Я заспорил с ним, но он ответил, что, если я не соглашусь, он все прекратит и найдет себе другого спутника — он упомянул какого-то “доктора Берка”, совершенно незнакомое мне имя. И добавил, что мне нет смысла спускать в одиночку, поскольку только у него есть ключ к происходящему. В конце концов, я согласился и с телефоном в руке уселся на мраморную скамью у разверстой могилы. Он вынул электрический фонарь, подготовил телефонный кабель и ушел вниз по волглым каменным ступеням — только изолированный провод зашуршал, разматываясь. Минуту я следил за отсветом его фонаря, но внезапно тот потух, словно на каменной лестнице оказался поворот. Стало совсем тихо. Потом настал срок тупого страха и тревожного ожидания. Ущербная луна карабкалась все выше, и туман, или мгла, казалось, сгущался в лощине. Было страшно сыро от росы, и как-то раз мне почудилась сова, мелькнувшая среди теней. Затем в телефонной трубке раздался щелчок.
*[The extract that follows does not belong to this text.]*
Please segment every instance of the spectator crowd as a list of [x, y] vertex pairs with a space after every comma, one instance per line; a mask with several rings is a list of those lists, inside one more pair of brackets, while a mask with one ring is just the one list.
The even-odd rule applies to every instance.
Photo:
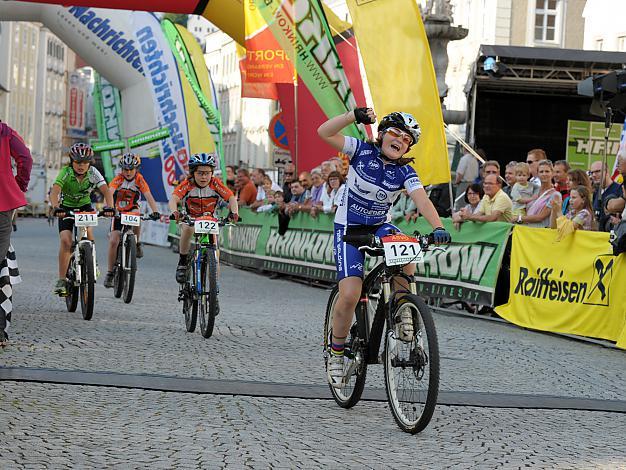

— Лавкрафт… по-моему, я это нашел, — голос звучал напряженно и взволнованно. Затем короткая пауза, а следом — слова, наполненные неописуемым трепетом и ужасом.

— Господи, Лавкрафт! Видел бы ты то, что вижу я! — До крайности взволнованный, я вопрошал, что происходит. Лавмен отвечал дрожащим голосом: — Я не могу тебе сказать… не смею… такое мне и во сне не снилось… не могу сказать… Этого достаточно, чтобы свести с ума… постой… что это? — Затем пауза, щелчки в трубке, и подобие отчаянного стона. И снова голос: — Лавкрафт… ради Бога… все кончено! Беги! Беги! Не теряй времени! — Весь вне себя, я лихорадочно просил Лавмена сказать мне, что происходит. Он ответил только: — Неважно! Торопись! — Тогда сквозь страх я ощутил что-то вроде обиды — меня раздражало, что можно поверить, что я так просто брошу товарища в беде. Не обращая внимания на его предупреждение, я сообщил ему, что спускаюсь на помощь. Но он закричал:

— Не будь дураком… слишком поздно… это бессмысленно… теперь не ты, никто ничего не поделает. — Казалось, что он успокоился — жутким, обреченным спокойствием, словно увидев и признав неминуемую, неизбежную погибель. Но все же его явно беспокоило, что я нахожусь в некой неведомой опасности

— Бога ради, выбирайся оттуда, если найдешь дорогу! Я не шучу… Прощай, Лавкрафт, мы больше не увидимся… Господи! Беги! Беги!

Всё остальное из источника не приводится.